Green village to open in 2 billion euro 'passive house' community
'Five finger principle' connects environmental, social, and economic sustainability
The Bahnstadt campus in Heidelberg, south-west Germany, is one of the largest and most ambitious urban developments in Germany. Two billion euros have been invested in converting a freight train terminal into a cutting-edge eco community.
The 116-hectare campus is entirely powered by renewable energy, which is regulated by smart metering. Every one of the 2,000 homes is a “passive house” that efficiently retains energy and does not need a heating system.
The Bahnstadt experiment is now going a step further with the arrival of Heidelberg Village from Frey Architects, a 162-apartment block covered with green facades and rooftop gardens, which opens in early 2017.
The development is expected to offer significant environmental benefits, but the architects have a more ambitious vision of sustainability.
Living and breathing
The vertical gardens of the “living village” serve practical purposes as well as aesthetic pleasure. The gardens provide natural insulation to retain heat in winter, and a cooling effect in summer, which eliminates the need for heating or ventilation systems.
Benefits go beyond the village: the facades serve as natural air purifiers by absorbing carbon dioxide and impurities, and releasing oxygen.
“We reduce (polluting) dust in cities through our green facades,” says Wolfgang Frey, head of Frey Architects. “They create oxygen in the atmosphere and clean the air.”
The facades are also covered with solar modules that generate surplus energy to sustain the buildings. These serve a dual purpose by also providing shade to keep the apartments cool during hot summers.
Frey Architects has been among the pioneers of sustainable architecture since its foundation in 1959. Wolfgang Frey has developed a “five-finger principle” which stipulates that to be truly sustainable, buildings must be ecological, affordable, innovative, integrative and profitable.
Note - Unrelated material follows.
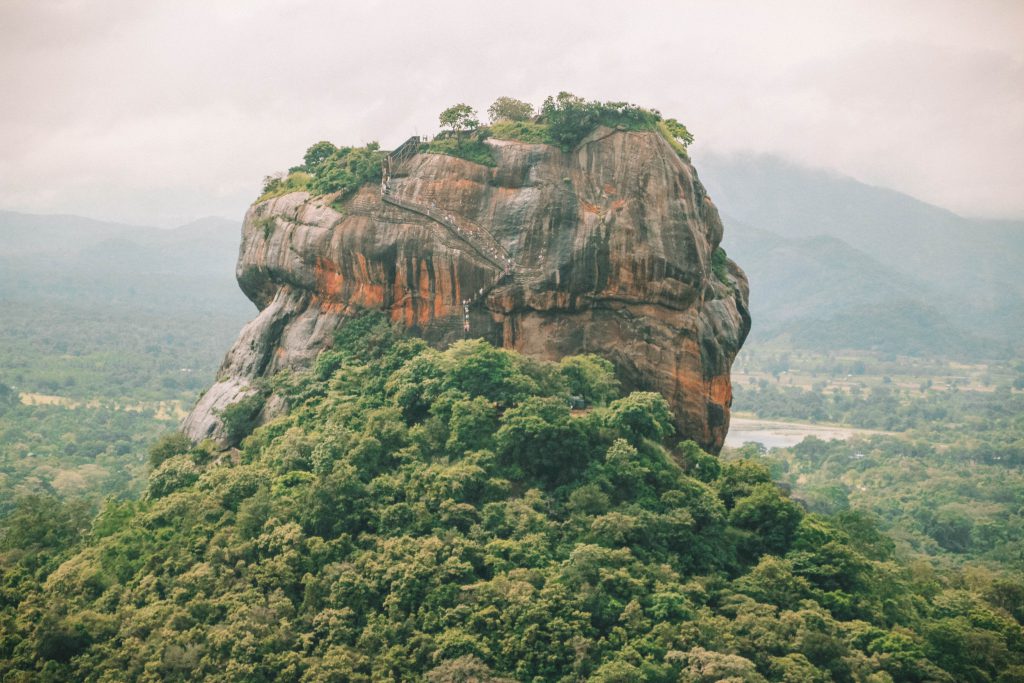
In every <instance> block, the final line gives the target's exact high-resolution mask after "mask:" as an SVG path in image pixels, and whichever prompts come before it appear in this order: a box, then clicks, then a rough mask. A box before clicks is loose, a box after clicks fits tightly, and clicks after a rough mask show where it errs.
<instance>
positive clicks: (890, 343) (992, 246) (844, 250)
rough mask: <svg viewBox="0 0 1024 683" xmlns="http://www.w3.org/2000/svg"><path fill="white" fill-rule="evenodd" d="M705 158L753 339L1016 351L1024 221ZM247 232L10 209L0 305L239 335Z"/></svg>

Frey puts particular emphasis on the principle of integration, defined as “living places in which social integration can occur,” in the Heidelberg Village. The population will be a carefully curated mix of demographics to ensure a diverse and dynamic community.
“We try to re-establish the idea of a rural village in a modern city,” he says. “When people lived in small villages everyone knew the other people. The children knew the elderly, the disabled people, the single mothers. Today they are surrounded only with similar people.”
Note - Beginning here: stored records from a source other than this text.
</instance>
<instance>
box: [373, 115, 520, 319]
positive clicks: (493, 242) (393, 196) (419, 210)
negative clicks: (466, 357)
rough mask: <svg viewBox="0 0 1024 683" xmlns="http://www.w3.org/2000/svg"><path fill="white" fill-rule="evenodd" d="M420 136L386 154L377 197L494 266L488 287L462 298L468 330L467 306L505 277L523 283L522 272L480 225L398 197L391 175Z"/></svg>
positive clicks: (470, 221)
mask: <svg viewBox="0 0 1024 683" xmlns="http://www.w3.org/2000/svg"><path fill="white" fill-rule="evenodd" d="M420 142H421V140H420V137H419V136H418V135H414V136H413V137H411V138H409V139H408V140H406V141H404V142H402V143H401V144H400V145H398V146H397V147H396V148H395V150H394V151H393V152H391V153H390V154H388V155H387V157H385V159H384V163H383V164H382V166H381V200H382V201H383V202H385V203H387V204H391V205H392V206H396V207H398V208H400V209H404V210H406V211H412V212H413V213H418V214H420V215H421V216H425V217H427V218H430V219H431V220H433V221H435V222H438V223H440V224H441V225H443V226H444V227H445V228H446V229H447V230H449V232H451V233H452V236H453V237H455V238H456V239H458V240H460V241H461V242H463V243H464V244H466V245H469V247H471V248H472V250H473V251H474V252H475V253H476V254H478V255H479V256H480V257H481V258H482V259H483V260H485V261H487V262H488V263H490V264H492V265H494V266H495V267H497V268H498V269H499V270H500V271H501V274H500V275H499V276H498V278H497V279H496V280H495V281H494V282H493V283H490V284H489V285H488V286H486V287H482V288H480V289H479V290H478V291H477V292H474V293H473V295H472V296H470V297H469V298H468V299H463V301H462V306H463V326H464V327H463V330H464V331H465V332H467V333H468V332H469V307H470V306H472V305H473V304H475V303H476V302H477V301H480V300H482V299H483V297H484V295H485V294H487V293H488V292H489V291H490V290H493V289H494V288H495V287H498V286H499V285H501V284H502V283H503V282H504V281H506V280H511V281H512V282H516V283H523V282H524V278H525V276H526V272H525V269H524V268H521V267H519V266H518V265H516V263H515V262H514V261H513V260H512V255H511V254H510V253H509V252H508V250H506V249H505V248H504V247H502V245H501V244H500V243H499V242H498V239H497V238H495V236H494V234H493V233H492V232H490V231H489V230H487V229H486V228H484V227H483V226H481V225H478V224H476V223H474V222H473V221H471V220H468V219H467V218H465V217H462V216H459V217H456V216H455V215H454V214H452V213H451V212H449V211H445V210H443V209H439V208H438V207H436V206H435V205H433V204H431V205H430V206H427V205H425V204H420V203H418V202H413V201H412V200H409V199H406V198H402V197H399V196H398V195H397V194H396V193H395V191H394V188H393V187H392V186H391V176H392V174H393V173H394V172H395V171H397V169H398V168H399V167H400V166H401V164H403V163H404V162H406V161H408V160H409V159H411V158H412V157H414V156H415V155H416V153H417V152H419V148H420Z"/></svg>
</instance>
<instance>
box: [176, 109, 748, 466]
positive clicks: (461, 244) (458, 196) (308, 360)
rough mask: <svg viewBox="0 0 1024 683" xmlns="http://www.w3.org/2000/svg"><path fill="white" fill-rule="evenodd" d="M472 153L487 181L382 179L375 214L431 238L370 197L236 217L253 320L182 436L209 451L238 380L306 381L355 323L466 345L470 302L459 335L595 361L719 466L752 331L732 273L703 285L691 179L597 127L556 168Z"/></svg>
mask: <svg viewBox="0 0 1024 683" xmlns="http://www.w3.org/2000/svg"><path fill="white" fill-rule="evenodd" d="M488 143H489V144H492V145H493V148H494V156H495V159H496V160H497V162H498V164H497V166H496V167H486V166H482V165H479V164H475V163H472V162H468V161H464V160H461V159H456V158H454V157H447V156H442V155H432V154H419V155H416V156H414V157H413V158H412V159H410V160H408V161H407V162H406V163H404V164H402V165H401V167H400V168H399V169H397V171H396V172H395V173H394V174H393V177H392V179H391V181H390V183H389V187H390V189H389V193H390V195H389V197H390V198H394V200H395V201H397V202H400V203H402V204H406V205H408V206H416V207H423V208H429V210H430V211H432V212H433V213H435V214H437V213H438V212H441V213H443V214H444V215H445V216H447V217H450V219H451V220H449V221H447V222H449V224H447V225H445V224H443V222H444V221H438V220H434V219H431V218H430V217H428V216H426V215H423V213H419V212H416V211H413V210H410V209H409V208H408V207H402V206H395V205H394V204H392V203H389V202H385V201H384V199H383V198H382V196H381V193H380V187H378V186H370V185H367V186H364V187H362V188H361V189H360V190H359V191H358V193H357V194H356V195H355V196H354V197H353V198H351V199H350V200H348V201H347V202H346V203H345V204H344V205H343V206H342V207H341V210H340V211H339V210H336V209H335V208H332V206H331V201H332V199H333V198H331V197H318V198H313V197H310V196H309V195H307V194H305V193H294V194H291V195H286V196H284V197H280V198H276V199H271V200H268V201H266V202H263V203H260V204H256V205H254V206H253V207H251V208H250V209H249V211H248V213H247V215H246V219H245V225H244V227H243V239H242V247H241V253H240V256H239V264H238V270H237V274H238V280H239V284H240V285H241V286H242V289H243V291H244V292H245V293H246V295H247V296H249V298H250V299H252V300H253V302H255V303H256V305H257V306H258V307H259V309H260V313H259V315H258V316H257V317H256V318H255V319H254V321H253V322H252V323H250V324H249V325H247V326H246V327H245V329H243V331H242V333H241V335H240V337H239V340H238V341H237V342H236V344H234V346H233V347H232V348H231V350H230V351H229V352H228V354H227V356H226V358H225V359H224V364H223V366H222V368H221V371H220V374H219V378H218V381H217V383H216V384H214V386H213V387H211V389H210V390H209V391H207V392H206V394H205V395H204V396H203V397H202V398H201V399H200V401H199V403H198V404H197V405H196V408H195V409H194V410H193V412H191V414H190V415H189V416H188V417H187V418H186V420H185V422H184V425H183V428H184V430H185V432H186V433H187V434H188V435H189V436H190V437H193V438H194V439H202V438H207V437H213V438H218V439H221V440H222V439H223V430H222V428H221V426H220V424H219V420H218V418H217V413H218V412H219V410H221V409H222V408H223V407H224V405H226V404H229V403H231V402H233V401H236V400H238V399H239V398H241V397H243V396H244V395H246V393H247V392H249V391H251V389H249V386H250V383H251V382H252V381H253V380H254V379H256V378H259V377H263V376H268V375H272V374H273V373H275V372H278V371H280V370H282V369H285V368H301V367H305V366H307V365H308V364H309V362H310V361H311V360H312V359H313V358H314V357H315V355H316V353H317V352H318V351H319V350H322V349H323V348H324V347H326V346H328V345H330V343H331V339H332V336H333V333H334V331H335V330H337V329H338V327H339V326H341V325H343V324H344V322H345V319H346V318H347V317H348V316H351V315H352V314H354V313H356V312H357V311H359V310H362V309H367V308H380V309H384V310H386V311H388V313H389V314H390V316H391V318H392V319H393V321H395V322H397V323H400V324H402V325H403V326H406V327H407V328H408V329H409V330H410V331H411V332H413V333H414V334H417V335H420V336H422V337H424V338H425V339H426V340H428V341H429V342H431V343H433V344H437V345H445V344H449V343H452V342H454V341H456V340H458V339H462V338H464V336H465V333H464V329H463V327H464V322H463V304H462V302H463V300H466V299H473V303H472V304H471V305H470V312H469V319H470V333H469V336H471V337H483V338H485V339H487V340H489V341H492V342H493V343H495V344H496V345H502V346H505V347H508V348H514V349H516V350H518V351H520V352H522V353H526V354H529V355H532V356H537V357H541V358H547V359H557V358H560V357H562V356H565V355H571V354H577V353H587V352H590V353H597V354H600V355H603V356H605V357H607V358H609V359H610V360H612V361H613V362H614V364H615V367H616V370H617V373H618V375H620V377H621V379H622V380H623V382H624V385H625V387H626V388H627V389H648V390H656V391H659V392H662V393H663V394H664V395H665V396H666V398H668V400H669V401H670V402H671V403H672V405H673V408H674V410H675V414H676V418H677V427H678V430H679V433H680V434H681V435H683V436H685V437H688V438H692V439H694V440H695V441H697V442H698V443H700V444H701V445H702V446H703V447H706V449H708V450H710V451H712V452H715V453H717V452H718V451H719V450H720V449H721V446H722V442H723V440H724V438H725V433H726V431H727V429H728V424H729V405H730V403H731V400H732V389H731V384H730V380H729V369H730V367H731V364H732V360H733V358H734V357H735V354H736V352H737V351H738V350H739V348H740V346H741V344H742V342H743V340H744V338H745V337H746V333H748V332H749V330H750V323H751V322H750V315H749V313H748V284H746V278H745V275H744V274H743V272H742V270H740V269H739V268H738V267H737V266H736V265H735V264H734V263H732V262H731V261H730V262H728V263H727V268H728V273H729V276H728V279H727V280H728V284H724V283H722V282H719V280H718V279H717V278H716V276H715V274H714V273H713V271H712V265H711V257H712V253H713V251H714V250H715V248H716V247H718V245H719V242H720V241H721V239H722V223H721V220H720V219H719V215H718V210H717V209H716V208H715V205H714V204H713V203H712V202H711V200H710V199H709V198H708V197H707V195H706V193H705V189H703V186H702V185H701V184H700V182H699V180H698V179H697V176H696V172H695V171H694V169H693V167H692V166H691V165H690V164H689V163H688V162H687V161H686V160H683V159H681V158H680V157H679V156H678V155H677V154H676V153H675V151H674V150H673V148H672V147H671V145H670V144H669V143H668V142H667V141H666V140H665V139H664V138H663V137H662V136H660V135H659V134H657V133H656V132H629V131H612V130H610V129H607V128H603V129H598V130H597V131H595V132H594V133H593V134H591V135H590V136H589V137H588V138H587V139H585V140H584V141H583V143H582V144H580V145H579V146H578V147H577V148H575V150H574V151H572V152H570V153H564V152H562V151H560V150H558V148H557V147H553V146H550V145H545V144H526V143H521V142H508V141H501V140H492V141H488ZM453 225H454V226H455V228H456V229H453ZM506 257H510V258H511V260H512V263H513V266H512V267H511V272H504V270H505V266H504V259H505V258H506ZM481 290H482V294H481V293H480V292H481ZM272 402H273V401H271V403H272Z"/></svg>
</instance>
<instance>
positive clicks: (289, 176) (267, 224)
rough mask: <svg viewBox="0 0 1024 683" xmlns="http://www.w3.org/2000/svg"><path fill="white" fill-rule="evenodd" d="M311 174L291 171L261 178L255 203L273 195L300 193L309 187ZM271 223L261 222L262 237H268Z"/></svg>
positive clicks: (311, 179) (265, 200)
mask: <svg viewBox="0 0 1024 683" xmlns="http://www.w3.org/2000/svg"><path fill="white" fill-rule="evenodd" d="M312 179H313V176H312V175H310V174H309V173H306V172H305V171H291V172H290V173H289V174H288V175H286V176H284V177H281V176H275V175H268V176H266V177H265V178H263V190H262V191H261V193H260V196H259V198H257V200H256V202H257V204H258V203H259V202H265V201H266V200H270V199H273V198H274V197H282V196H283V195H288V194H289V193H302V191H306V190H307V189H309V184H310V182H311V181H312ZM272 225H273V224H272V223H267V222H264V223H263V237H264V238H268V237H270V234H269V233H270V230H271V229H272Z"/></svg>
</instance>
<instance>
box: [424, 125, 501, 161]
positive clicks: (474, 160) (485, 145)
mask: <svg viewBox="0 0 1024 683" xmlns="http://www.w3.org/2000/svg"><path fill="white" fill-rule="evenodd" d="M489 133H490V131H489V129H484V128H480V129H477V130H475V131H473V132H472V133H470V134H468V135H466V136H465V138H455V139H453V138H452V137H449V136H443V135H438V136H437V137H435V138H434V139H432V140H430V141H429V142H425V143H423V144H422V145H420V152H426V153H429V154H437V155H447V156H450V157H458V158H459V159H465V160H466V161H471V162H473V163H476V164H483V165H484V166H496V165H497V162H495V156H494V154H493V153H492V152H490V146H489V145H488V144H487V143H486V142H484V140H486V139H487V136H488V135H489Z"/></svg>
Frey has tested his ideas of multi-generational living in previous developments such as the Pro Scholare building in Freiburg. The project incentivized integration, offering reduced for rent for youths if they spent time caring for disabled people or the children of single mothers.
The architect believes this approach encourages residents to feel invested in the community, which he feels is critical to its long term health.
He also allows residents to make decisions on key features of the complex, from the style of balconies to the color of walls, to foster a sense of ownership and responsibility.
“If people say ‘it’s mine’ they will take care of their environment, their neighborhood, their society and the people living next door,” says Frey.
Breaking the mold
Frey is frustrated by the conventions of sustainable architecture that produce “boring boxes” and of drab housing for vulnerable people.
“We avoid making our buildings look like apartments for the needy – they look like stylish, modern, sexy spaces,” he says. “We try to cultivate this sense of modern luxury so people want to be there, and act the right way.”
The principle of affordability is also a high priority, but this is achieved through efficient design rather than reduced space or sparse aesthetics. Frey notes that ecology and economy derive from the same Greek word “oikos,” which referred to the responsible use of resources.
Frey also decries a lack of functionality in sustainable architecture, from glass towers in the 50-degree heat of Dubai, to passive houses with sealed windows. His firm practices the principle of hyper-localization to ensure that buildings are tailored to suit their specific environment.
Tower of power
Germany is a leading light of the clean energy revolution, having pledged to shut down its nuclear power plants by 2022 and reach 100% renewable use by 2050.
Frey Architects is set to play an increasing role in driving the transition. The firm’s Smart Green Tower design is under construction in Freiburg, a 51-meter residential block covered in photovoltaic panels that will capture and store surplus energy in a lithium-ion battery.
The surplus power will be used to serve a whole district, and allow local power plants to reduce their output. Frey plans to initially build towers in five cities, and then many more around the world.
As with all Frey designs, the tower will include elements of social integration. Excess heat from the battery will be used to power a fish farm and vegetable patch, which will be tended by disabled residents of the tower, and provide another revenue stream.
This is a vision of multi-faceted sustainability in action, with economic and social benefits making environmental progress possible.
“I want to show that acting in a sustainable way brings higher profits and gives us a chance to create a better society,” he says.